Les défenseurs du MSS ont soumis deux propositions révisées en octobre 2015 et novembre 2015 couvrant certains aspects spécifiques liés aux éléments opérationnels (produits visés, mesures correctives, durée, etc.). Les propositions révisées évoquent la possibilité d'une approche similaire à la sauvegarde spéciale pour l'agriculture — un mécanisme que peuvent utiliser 34 Membres, tant développés qu'en développement, qui ont procédé à la "tarification" (c'est-à-dire la conversion en tarifs de toutes les mesures non tarifaires) dans le cadre du Cycle d'Uruguay, et ce mécanisme est visé à l'article 5 de l'Accord sur l'agriculture.

Dans les discussions initiales sur la proposition du G-33 révisée, d'autres Membres ont accueilli favorablement l'orientation et les grandes lignes de la proposition. Les positions des Membres diffèrent sur la question du lien entre le MSS et les négociations globales sur l'accès aux marchés.

Soutien interne et accès aux marchés

Les négociations sur les deux autres piliers de la réforme du commerce des produits agricoles — soutien interne et ouverture des marchés — font l'objet de divisions profondes entre les Membres. Néanmoins, à Nairobi, les Ministres se sont engagés à faire avancer les négociations sur les questions restantes de Doha, y compris le soutien interne et l'ouverture des marchés.

Plus de renseignements sur les négociations

www.wto.org/agnegs

Pour en savoir plus sur les groupes dans les négociations à l'OMC

https://www.wto.org/ddagroups

 

Comprendre le jargon

Subventions: Une forme d'aide ou de soutien financier accordé à un secteur économique. Il y a deux grands types de subventions: les subventions à l'exportation et les subventions internes. Une subvention à l'exportation est octroyée à une entreprise par les pouvoirs publics et est subordonnée aux exportations. Une subvention interne n'est pas directement liée aux exportations.

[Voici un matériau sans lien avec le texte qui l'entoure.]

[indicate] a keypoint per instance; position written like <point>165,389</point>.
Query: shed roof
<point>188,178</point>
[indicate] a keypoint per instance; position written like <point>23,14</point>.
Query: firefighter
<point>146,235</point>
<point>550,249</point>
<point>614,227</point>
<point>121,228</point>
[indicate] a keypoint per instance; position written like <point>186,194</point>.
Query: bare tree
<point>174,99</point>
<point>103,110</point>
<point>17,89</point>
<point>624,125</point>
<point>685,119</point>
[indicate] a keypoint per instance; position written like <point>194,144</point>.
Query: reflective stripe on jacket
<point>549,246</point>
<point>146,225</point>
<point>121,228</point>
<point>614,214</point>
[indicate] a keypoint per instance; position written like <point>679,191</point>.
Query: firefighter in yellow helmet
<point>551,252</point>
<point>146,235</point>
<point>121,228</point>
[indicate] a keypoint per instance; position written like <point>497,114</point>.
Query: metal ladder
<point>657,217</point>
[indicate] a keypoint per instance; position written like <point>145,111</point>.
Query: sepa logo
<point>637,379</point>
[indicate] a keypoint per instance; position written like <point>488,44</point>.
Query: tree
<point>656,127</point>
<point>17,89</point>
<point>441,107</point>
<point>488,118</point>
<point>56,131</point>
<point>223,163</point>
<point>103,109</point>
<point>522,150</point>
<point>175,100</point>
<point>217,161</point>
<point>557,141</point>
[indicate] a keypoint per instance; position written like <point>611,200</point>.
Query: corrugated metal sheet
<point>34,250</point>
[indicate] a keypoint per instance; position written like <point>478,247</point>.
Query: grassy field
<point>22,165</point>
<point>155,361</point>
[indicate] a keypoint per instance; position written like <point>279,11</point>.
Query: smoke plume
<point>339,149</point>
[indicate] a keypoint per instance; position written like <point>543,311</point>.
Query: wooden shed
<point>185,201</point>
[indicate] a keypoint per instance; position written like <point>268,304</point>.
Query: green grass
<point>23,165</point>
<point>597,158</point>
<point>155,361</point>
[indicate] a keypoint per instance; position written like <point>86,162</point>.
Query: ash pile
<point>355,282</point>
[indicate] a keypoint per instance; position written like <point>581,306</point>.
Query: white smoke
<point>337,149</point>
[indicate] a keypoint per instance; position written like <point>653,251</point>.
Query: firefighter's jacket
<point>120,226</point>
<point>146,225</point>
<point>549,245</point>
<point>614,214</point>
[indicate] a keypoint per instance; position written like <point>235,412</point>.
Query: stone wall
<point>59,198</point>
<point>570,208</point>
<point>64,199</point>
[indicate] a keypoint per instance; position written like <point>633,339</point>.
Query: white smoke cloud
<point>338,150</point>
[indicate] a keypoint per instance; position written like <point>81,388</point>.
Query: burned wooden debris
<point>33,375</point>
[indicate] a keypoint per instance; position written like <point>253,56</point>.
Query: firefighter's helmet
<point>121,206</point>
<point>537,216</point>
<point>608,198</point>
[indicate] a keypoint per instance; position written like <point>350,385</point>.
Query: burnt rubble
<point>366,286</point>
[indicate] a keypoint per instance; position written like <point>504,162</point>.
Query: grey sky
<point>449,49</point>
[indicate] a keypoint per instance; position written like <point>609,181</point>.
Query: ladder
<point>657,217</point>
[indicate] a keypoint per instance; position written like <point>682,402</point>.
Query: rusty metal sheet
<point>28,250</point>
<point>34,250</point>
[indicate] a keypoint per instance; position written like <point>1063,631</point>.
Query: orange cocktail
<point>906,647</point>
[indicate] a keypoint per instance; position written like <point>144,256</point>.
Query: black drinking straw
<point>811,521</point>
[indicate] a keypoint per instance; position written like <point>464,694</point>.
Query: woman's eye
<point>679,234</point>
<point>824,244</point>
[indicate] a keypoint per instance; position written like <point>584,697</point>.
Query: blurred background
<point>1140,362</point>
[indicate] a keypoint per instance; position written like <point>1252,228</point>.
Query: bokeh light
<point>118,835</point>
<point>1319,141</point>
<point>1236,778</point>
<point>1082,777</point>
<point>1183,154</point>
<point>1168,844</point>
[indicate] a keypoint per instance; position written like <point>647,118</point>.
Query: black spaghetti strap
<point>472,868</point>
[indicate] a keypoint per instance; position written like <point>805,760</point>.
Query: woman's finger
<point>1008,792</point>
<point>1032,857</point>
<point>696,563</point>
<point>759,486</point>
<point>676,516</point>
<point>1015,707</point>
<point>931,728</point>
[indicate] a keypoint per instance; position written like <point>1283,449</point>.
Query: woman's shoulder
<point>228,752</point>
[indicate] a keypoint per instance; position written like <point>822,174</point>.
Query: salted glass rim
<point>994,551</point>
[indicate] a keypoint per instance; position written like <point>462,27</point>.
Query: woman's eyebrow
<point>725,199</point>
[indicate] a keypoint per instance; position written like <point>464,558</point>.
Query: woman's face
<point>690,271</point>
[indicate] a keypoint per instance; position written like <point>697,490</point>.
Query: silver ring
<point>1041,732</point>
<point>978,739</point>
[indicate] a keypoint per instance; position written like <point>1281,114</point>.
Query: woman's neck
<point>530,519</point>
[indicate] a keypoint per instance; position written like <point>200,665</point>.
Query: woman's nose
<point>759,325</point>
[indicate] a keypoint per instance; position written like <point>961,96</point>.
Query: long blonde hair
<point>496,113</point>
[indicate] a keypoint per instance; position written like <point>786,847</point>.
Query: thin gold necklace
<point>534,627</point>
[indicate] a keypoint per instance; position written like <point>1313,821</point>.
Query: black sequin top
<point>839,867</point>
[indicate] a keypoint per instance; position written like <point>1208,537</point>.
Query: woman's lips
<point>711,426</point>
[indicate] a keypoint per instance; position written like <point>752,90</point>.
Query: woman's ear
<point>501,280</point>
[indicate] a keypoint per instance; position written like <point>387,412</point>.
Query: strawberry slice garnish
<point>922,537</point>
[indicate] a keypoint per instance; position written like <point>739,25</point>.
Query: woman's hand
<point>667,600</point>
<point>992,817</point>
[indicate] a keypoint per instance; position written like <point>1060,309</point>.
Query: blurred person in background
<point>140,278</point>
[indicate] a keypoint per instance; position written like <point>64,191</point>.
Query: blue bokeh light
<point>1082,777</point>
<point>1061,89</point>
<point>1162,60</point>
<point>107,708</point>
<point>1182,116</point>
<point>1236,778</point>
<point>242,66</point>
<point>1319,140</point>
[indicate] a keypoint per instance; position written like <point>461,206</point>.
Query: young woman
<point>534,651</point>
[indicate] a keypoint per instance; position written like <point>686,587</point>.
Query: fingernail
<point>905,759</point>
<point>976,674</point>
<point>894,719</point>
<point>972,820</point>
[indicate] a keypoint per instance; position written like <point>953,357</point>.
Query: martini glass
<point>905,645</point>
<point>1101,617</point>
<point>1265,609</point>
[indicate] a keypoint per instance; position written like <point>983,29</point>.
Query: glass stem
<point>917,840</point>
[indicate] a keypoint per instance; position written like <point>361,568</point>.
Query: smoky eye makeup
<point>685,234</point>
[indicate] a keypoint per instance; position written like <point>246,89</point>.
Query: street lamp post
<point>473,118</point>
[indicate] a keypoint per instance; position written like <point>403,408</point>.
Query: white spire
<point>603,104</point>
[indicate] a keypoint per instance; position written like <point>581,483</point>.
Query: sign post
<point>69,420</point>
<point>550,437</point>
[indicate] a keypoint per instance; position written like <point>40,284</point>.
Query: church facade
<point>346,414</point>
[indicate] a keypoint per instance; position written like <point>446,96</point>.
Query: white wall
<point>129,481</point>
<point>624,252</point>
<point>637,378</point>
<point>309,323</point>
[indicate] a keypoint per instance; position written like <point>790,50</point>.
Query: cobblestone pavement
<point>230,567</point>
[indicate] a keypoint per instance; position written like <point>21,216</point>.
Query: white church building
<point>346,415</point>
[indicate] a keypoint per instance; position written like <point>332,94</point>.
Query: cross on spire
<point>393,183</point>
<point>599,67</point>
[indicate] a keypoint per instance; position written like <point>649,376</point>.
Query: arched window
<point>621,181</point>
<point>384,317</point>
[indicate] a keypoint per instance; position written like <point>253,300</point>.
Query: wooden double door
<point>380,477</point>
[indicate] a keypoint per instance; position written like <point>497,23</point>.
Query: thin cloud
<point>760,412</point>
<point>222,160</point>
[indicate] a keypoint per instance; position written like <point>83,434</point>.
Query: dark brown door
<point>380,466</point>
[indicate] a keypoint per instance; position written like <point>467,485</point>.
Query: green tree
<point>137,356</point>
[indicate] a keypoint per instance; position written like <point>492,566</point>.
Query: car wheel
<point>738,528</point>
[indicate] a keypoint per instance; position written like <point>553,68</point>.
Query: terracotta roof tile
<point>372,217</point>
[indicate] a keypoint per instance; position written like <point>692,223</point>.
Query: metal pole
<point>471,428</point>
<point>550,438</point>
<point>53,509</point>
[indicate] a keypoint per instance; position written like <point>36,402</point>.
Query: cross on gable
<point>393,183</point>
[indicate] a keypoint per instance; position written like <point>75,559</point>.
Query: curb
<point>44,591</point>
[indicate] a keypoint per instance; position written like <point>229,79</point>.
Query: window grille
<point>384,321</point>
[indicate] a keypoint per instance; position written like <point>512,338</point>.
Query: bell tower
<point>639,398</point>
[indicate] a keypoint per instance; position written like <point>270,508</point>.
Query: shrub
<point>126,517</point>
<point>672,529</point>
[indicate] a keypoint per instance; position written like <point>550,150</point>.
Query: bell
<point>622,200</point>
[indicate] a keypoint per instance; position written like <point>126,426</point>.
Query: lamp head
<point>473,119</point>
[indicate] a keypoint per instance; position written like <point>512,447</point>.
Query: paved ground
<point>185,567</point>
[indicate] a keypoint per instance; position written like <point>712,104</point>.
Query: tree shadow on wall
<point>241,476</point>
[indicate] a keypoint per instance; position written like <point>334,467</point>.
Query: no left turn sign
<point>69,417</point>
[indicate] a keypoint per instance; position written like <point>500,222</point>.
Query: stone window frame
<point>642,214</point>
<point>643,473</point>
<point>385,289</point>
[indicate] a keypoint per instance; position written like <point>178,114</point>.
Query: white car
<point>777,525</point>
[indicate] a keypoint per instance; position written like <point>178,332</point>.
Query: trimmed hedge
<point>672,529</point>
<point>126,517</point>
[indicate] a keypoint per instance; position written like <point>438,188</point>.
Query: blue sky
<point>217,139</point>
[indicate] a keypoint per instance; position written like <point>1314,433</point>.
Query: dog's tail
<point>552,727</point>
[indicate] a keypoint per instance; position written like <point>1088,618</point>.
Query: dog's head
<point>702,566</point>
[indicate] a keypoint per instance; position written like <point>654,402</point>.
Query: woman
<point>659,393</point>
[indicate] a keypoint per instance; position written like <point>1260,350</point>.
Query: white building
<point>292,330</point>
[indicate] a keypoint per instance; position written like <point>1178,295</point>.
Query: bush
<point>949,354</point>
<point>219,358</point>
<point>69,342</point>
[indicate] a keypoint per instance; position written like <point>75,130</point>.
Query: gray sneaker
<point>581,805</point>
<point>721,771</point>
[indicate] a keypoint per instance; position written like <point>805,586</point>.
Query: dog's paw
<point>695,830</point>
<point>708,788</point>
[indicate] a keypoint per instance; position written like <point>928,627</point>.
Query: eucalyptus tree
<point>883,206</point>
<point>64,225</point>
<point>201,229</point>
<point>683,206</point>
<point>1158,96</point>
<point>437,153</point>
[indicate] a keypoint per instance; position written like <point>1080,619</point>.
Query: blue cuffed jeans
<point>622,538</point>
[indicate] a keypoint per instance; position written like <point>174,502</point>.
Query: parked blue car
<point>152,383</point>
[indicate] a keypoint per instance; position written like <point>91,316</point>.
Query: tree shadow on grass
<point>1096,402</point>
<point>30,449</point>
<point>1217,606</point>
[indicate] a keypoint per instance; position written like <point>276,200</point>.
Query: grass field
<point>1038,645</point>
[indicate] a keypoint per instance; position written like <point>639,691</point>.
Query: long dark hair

Concurrence à l'exportation: Les subventions à l'exportation et les questions "parallèles", qui pourraient offrir des failles pour les engagements en matière de subventions des exportations des pouvoir publics — financement à l'exportation (crédit, garanties et assurance), entreprises commerciales d'État exportatrices et aide alimentaire internationale.

Délai de remboursement maximal: Dans les programmes de crédit et de financement à l'exportation, la période la plus longue accordée entre le début d'un crédit et la date contractuelle du paiement final.

Modalité: Dans les négociations à l'OMC, les modalités définissent les grandes lignes — comme des formules ou des approches pour les réductions tarifaires — des engagements finals.

Mécanisme de sauvegarde spéciale (MSS): Dans les négociations sur l'agriculture du Cycle de Doha: instrument qui permettra aux pays en développement de relever temporairement leurs tarifs pour faire face à des poussées des importations ou à des baisses des prix.

Sauvegarde spéciale (SGS): Augmentation temporaire du droit d'importation pour faire face à des poussées des importations ou à des chutes des prix, en vertu de dispositions qui sont propres à l'Accord sur l'agriculture.

Tarification: Procédures relatives aux dispositions sur l'accès aux marchés pour les produits agricoles consistant à transformer toutes les mesures non tarifaires en tarifs.

Catégorie orange: Soutien interne à l'agriculture considéré comme ayant des effets de distorsion des échanges et donc soumis aux engagements de réduction. Il est calculé, en principe, en tant que "mesure globale du soutien" (MGS).

Mesure globale du soutien (MGS): Soutien interne à l'agriculture considéré comme ayant des effets de distorsion des échanges et donc soumis aux engagements de réduction, également connu sous le terme de "catégorie orange".

Catégorie verte: Soutien interne à l'agriculture qui est autorisé sans limitation parce que ses effets de distorsion des échanges sont nuls ou, au plus, minimes.